Ariel Weil dénonce la répression anti-homosexuelle au Sénégal
Une tribune polémique relance le débat sur les droits LGBT+ au Sénégal
La prise de position d’Ariel Weil, maire de Paris Centre, contre la législation sénégalaise sur l’homosexualité a créé une onde de choc. À l’occasion de la Journée internationale contre l’homophobie, sa tribune publiée dans un magazine français met en lumière la tension croissante entre souveraineté nationale et protection des minorités sexuelles.

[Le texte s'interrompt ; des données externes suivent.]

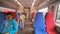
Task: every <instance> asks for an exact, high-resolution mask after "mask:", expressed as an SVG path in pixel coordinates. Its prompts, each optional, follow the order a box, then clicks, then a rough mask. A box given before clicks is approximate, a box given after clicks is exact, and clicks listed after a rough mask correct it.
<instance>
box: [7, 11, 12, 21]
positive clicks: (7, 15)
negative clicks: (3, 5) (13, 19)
mask: <svg viewBox="0 0 60 34" xmlns="http://www.w3.org/2000/svg"><path fill="white" fill-rule="evenodd" d="M12 18H13V15H12V13H11V12H8V13H6V19H7V20H11V19H12Z"/></svg>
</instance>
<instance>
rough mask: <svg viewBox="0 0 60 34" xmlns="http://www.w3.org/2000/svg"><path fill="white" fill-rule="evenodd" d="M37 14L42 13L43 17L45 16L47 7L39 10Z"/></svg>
mask: <svg viewBox="0 0 60 34" xmlns="http://www.w3.org/2000/svg"><path fill="white" fill-rule="evenodd" d="M38 12H43V15H44V16H45V14H46V13H47V12H48V7H45V8H43V9H40V10H39V11H38Z"/></svg>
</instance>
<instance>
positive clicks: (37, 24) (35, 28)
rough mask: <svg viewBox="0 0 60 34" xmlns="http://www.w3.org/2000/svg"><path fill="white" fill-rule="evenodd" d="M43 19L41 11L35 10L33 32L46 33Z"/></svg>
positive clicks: (44, 23) (45, 26)
mask: <svg viewBox="0 0 60 34" xmlns="http://www.w3.org/2000/svg"><path fill="white" fill-rule="evenodd" d="M45 27H46V26H45V19H44V17H43V13H42V12H37V14H36V17H35V22H34V31H35V34H47V32H46V29H45Z"/></svg>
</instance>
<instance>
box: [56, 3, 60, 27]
mask: <svg viewBox="0 0 60 34" xmlns="http://www.w3.org/2000/svg"><path fill="white" fill-rule="evenodd" d="M59 24H60V4H59V5H58V9H57V12H56V25H58V26H59Z"/></svg>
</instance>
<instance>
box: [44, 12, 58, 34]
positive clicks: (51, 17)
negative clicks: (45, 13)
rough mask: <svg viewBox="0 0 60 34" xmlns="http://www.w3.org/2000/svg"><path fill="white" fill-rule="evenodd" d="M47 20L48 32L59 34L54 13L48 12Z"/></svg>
mask: <svg viewBox="0 0 60 34" xmlns="http://www.w3.org/2000/svg"><path fill="white" fill-rule="evenodd" d="M45 20H46V30H47V32H48V34H57V33H56V29H55V21H54V13H53V12H48V13H47V14H46V17H45Z"/></svg>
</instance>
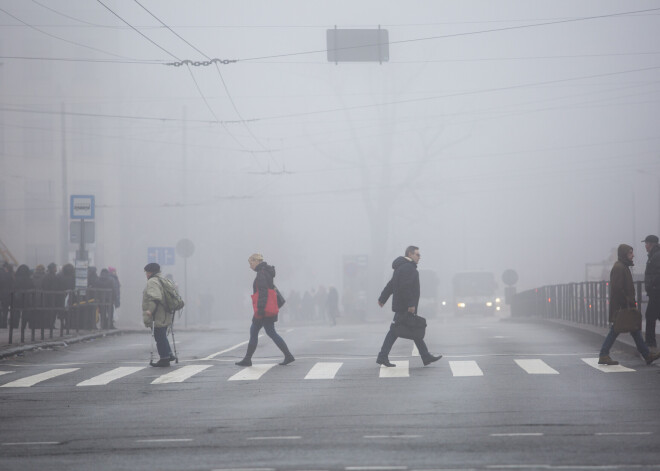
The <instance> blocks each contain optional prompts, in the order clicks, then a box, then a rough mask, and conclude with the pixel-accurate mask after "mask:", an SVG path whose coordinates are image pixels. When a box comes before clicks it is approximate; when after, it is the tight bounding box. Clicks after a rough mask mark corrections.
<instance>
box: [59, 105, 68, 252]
mask: <svg viewBox="0 0 660 471" xmlns="http://www.w3.org/2000/svg"><path fill="white" fill-rule="evenodd" d="M60 122H61V127H62V221H61V227H60V261H61V262H62V264H65V263H68V262H69V213H68V209H69V184H68V169H67V158H66V121H65V115H64V103H62V105H61V120H60Z"/></svg>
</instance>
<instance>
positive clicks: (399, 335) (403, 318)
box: [393, 313, 426, 340]
mask: <svg viewBox="0 0 660 471" xmlns="http://www.w3.org/2000/svg"><path fill="white" fill-rule="evenodd" d="M393 330H394V333H395V334H396V336H397V337H401V338H404V339H409V340H421V339H423V338H424V335H426V319H425V318H423V317H422V316H417V315H415V314H412V313H407V315H406V316H405V317H404V318H403V319H400V320H399V321H398V322H395V323H394V328H393Z"/></svg>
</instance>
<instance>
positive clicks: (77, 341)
mask: <svg viewBox="0 0 660 471" xmlns="http://www.w3.org/2000/svg"><path fill="white" fill-rule="evenodd" d="M122 332H123V331H122V330H120V329H110V330H80V331H78V333H76V331H75V330H72V331H71V332H70V333H69V335H67V334H66V333H65V334H64V336H63V337H60V331H59V328H58V329H56V330H53V338H52V339H51V338H49V334H50V331H49V330H45V331H44V340H41V329H39V330H35V332H34V341H32V340H30V338H31V335H32V334H31V331H29V330H27V329H26V330H25V343H21V331H20V329H14V331H13V333H12V342H13V343H9V329H0V358H6V357H10V356H13V355H19V354H21V353H23V352H28V351H31V350H39V349H42V348H52V347H66V346H67V345H69V344H71V343H77V342H82V341H84V340H89V339H96V338H99V337H106V336H109V335H119V334H121V333H122Z"/></svg>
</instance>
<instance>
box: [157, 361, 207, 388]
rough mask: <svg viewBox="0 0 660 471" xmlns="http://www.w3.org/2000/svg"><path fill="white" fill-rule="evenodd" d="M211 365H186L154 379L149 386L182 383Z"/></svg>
mask: <svg viewBox="0 0 660 471" xmlns="http://www.w3.org/2000/svg"><path fill="white" fill-rule="evenodd" d="M211 366H212V365H188V366H182V367H181V368H177V369H176V370H174V371H172V372H171V373H167V374H164V375H162V376H159V377H158V378H156V379H154V380H153V381H152V382H151V384H166V383H182V382H184V381H185V380H187V379H188V378H190V377H191V376H194V375H196V374H197V373H200V372H202V371H204V370H205V369H206V368H210V367H211Z"/></svg>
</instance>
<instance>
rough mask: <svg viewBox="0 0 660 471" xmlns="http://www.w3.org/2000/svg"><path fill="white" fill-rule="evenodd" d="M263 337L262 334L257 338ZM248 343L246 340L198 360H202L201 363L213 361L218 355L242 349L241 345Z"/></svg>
mask: <svg viewBox="0 0 660 471" xmlns="http://www.w3.org/2000/svg"><path fill="white" fill-rule="evenodd" d="M263 336H264V334H261V335H260V336H259V337H257V338H261V337H263ZM248 342H249V340H246V341H245V342H241V343H237V344H236V345H234V346H233V347H229V348H225V349H224V350H221V351H219V352H216V353H212V354H211V355H209V356H207V357H205V358H200V360H202V361H203V360H213V359H214V358H215V357H217V356H219V355H222V354H223V353H227V352H231V351H232V350H236V349H237V348H238V347H242V346H243V345H247V344H248Z"/></svg>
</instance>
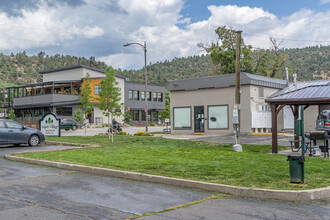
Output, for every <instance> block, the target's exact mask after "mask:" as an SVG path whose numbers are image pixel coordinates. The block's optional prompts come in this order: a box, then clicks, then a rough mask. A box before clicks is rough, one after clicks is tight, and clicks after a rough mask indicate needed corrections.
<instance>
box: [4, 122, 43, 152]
mask: <svg viewBox="0 0 330 220" xmlns="http://www.w3.org/2000/svg"><path fill="white" fill-rule="evenodd" d="M44 141H45V136H44V135H43V133H41V131H39V130H37V129H33V128H28V127H26V126H25V125H22V124H20V123H18V122H16V121H13V120H9V119H0V144H13V145H15V146H19V145H20V144H29V145H30V146H37V145H38V144H40V143H41V142H44Z"/></svg>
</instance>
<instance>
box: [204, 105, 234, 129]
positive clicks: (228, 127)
mask: <svg viewBox="0 0 330 220" xmlns="http://www.w3.org/2000/svg"><path fill="white" fill-rule="evenodd" d="M220 106H226V107H227V127H226V128H210V107H220ZM207 129H208V130H228V129H229V105H228V104H224V105H208V106H207Z"/></svg>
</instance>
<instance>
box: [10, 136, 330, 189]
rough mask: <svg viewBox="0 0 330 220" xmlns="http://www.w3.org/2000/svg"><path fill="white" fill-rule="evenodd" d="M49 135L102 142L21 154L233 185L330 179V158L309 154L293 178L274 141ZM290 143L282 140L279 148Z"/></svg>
mask: <svg viewBox="0 0 330 220" xmlns="http://www.w3.org/2000/svg"><path fill="white" fill-rule="evenodd" d="M47 140H52V141H61V142H73V143H83V144H97V145H100V146H101V147H100V148H89V149H74V150H66V151H58V152H47V153H46V152H45V153H27V154H19V155H17V156H21V157H26V158H34V159H42V160H50V161H58V162H67V163H74V164H81V165H87V166H95V167H103V168H111V169H117V170H125V171H134V172H141V173H146V174H155V175H163V176H169V177H178V178H184V179H190V180H199V181H205V182H212V183H221V184H227V185H234V186H244V187H252V188H267V189H293V190H299V189H313V188H320V187H327V186H329V185H330V160H329V159H328V158H311V157H306V162H305V170H306V183H305V184H291V183H290V177H289V162H288V161H287V160H286V159H287V157H286V156H284V155H274V154H270V153H271V146H269V145H243V151H244V152H241V153H238V152H234V151H232V144H220V143H211V142H199V141H188V140H173V139H165V138H156V137H132V136H115V141H114V143H113V144H112V143H111V142H110V141H109V140H108V137H104V136H94V137H60V138H55V137H52V138H51V137H47ZM283 149H287V147H284V146H279V150H283Z"/></svg>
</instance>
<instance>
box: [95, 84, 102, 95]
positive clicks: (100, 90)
mask: <svg viewBox="0 0 330 220" xmlns="http://www.w3.org/2000/svg"><path fill="white" fill-rule="evenodd" d="M100 91H101V86H99V85H96V86H95V87H94V94H95V95H99V94H100Z"/></svg>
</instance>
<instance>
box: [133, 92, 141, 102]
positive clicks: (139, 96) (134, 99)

Des sanctions alourdies contre les minorités sexuelles
Le texte législatif adopté en mars 2026 par l’Assemblée nationale sénégalaise marque un durcissement sans précédent. Les peines encourues pour homosexualité sont désormais comprises entre cinq et dix ans de prison. Le projet de loi inclut également des mesures répressives contre toute promotion ou financement d’activités liées à l’homosexualité.
Dans sa tribune, Ariel Weil qualifie cette évolution de « traque organisée » et dénonce un « climat de peur » s’abattant sur les personnes LGBT+. Il souligne que cette législation contredit les engagements internationaux du Sénégal en matière de droits humains.
Une polémique née d’un langage direct
Le ton employé par l’élu parisien, proche d’Anne Hidalgo, a suscité des réactions immédiates. En qualifiant la situation de « régression civilisationnelle », Ariel Weil sort du cadre habituel des commentaires diplomatiques. Ses propos, volontairement percutants, visent à interpeller l’opinion publique et les partenaires du Sénégal.
La tribune appelle les acteurs internationaux à ne pas rester indifférents devant cette « violation des droits fondamentaux ». Selon Weil, le silence équivaudrait à une complicité passive.